Moreover, fully optimised network infrastructure that can dynamically self-manage capacity will materially contribute to environmental sustainability, by dramatically reducing energy consumption and related carbon emissions. Reliable networks that are self-healing, also aid in emergency preparedness and disaster response scenarios, ensuring effective communication for emergency services and citizens alike during a crisis.

Globally, those economies that deployed real fibre (FTTP/FTTH) connectivity and swapped out their national copper networks early, are now seeing the material economic savings across their populations. Overall, the shift towards new consumer-centric telco models not only improves societal communications services but also contributes to a more inclusive, resilient, and sustainable economy longer term.
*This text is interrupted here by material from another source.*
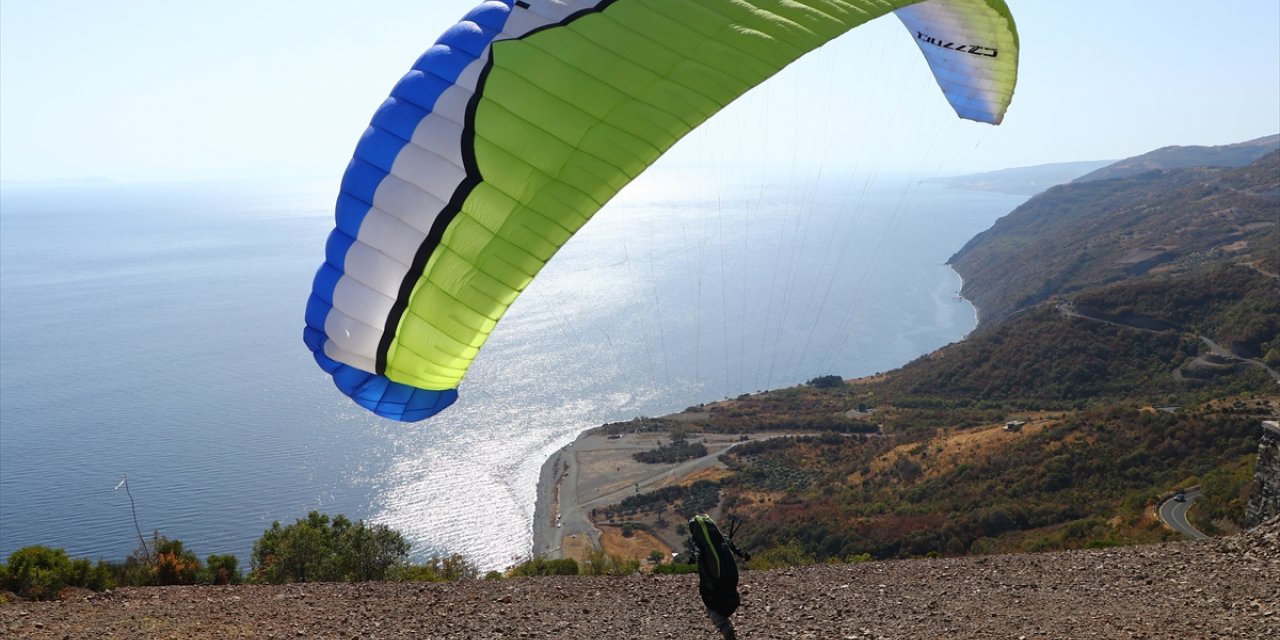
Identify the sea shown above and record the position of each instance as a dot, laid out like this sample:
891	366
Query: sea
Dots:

Empowering Consumers: Embracing Disaggregation for Enhanced Telco Efficiency

Disaggregation presents an enormous opportunity for the Telco industry to reset as organisations can now focus on their specialised areas, rather than continuing with the historical complexity and burden of operating legacy systems at national scale.

The fixed internet broadband of the future requires a hyper-collaboration approach, that is much needed to help manage a diverse Telco (fixed or mobile) ecosystem that can deliver superior repeatable services with reduced cost-to-serve.

At Vitrifi, we started from scratch during the pandemic and have developed a completely new operating system that can help our industry modernise, transform, innovate and better serve individuals, businesses and society as a whole - propagating a Telco ecosystem that provides the operating environment for participants to sell freely, service efficiently and co-evolve cooperatively, and ultimately deliver personalised exceptional experiences to the end-user.

Our machine learning-powered autonomic platform was developed to serve global telecoms at scale, by essentially re-expressing traditional Business Support Systems (BSS) and Operational Support Systems (OSS) as code, which importantly enables our platform to be delivered as a cloud-native microservice. This capability empowers fibre network asset owners to rapidly deploy multi-tenant wholesale capabilities, multi-vendor management, increased customer penetration, and improved market economics for both buyside (ISP/Retailer) and sellside (Fibre Owner/Network Operator) platform customers.

For the naysayers, Telco disaggregation is finally happening and the entire value chain is being disrupted as a result.